Base.getindex(h::PreallocatedBinaryHeap, i) = begin
@assert (i <= length(h)) && (i > 0) "Index out of bounds"
getindex(h.tree, i)
end
Base.iterate(h::PreallocatedBinaryHeap) = (h[1], 2)
Base.iterate(h::PreallocatedBinaryHeap, state) = (state <= length(h) ? (h[state], state + 1) : nothing)
Base.lastindex(h::PreallocatedBinaryHeap) = length(h)
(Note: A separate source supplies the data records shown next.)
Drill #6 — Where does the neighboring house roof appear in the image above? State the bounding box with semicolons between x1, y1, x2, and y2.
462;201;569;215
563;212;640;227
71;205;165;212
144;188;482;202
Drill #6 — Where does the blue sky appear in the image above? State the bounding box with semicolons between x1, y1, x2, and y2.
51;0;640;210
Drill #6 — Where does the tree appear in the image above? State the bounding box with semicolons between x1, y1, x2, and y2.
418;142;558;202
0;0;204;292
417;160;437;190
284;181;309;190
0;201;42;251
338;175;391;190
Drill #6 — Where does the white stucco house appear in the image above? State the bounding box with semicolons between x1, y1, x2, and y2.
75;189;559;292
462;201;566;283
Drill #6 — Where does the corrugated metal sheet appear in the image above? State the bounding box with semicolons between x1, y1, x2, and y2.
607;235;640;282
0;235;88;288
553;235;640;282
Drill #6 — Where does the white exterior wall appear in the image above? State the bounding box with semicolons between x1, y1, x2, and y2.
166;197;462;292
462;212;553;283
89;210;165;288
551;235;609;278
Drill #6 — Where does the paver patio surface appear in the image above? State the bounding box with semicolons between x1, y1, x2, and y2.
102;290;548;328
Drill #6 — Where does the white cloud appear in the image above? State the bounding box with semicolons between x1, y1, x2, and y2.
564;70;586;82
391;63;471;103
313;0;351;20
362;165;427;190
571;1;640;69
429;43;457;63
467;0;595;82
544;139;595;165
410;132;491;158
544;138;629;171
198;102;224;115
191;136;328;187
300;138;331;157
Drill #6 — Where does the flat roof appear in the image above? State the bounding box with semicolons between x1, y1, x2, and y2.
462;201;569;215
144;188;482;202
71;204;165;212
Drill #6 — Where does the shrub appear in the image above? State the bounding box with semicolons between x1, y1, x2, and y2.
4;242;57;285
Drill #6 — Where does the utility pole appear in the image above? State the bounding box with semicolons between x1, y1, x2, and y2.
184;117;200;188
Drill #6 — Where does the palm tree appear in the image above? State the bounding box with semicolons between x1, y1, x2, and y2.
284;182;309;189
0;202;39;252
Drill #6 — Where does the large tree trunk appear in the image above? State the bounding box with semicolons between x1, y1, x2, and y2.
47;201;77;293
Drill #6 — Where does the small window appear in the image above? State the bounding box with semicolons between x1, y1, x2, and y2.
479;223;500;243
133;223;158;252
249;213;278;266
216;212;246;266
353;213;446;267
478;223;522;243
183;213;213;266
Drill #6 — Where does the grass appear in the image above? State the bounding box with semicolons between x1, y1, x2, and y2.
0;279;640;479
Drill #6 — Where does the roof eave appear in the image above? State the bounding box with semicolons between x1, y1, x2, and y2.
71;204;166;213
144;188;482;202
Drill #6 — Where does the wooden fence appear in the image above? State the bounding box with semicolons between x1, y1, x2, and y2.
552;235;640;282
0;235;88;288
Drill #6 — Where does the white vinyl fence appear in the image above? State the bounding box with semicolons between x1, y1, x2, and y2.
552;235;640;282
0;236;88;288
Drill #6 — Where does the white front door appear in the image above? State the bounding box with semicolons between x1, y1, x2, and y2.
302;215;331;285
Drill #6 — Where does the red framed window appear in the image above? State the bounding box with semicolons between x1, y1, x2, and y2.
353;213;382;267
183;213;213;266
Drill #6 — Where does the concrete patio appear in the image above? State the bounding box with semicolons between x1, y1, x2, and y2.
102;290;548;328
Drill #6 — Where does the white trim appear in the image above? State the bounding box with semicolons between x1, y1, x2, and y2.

Base.push!(h::PreallocatedBinaryHeap{N, T, O}, v::T) where {N, T, O} = begin
@assert !isfull(h) "The heap is full"
h.tree[h.n[1]] = v #h.tree[h.n] = v
h.n[1] += 1 #h.n += 1
percUp!(h, length(h))
end
Base.pop!(h::PreallocatedBinaryHeap) = begin
@assert !isempty(h) "The heap is empty"
h.buf[1] = h.tree[1] #h.buf = h.tree[1]
h.tree[1] = h.tree[length(h)]
h.n[1] -= 1 #h.n -= 1
percDown!(h, 1)
return h.buf[1] #h.buf
end

function percUp!(h::PreallocatedBinaryHeap, i::Integer)
parent = i >>> 1
@inbounds while parent > 0
# Compare to the parent and swap if needed
if Base.lt(h.ordering, h.tree[i], h.tree[parent])
h.buf[1] = h.tree[parent] #h.buf = h.tree[parent]
#tmp = h.tree[parent]
h.tree[parent] = h.tree[i]
h.tree[i] = h.buf[1] #h.buf #tmp
end
i = parent
parent >>>= 1
end
end

function percUp!(v::AbstractVector, i::Integer, o::Base.Ordering)
parent = i >>> 1
@inbounds while parent > 0
# Compare to the parent and swap if needed
if Base.lt(o, v[i], v[parent])
tmp = v[parent]
v[parent] = v[i]
v[i] = tmp
end
i = parent
parent >>>= 1
end
end

function percDown!(h::PreallocatedBinaryHeap, i::Integer)
heapsize = length(h)
@inbounds while (2 * i) <= heapsize
# find the smallest child according to the ordering
if (2 * i + 1) > heapsize
sc = 2 * i
elseif Base.lt(h.ordering, h.tree[2 * i], h.tree[2 * i + 1])
sc = 2 * i
else
sc = 2 * i + 1
end

# swap if needed
if Base.lt(h.ordering, h.tree[sc], h.tree[i])
h.buf[1] = h.tree[i] #h.buf = h.tree[i]
#tmp = h.tree[i]
h.tree[i] = h.tree[sc]
h.tree[sc] = h.buf[1] #h.buf #tmp
end
i = sc
end
end

function percDown!(v::AbstractVector, i::Integer, o::Base.Ordering)
vectsize = length(v)
@inbounds while (2 * i) <= vectsize
# find the smallest child according to the ordering
if (2 * i + 1) > vectsize
sc = 2 * i
elseif Base.lt(o, v[2 * i], v[2 * i + 1])
sc = 2 * i
else
sc = 2 * i + 1
end

# swap if needed
if Base.lt(o, v[sc], v[i])
tmp = v[i]
v[i] = v[sc]
v[sc] = tmp
end
i = sc
end
end

function heapify!(v::AbstractVector, o::Base.Ordering)
for i in div(length(v), 2):-1:1
percDown!(v, i, o)
end
end

heapify(v::AbstractVector, o::Base.Ordering) = begin
v_copy = copyto!(similar(v), v)
heapify!(v_copy, o)
return v_copy
end
``````

And the benchmark:

``````@time begin
h = PreallocatedBinaryHeap(Base.Forward, rand(UInt8, 10), 200)
while !isfull(h)
push!(h, rand(UInt8))
end
while !isempty(h)
pop!(h)
end
end
# 0.000147 seconds (13 allocations: 848 bytes)

@time begin
h = PreallocatedBinaryHeap(Base.Forward, rand(UInt8, 10), 1_000_000)
while !isfull(h)
push!(h, rand(UInt8))
end
while !isempty(h)
pop!(h)
end
end
# 0.222954 seconds (14 allocations: 977.266 KiB)
``````

If you put your code inside a function it might be even faster.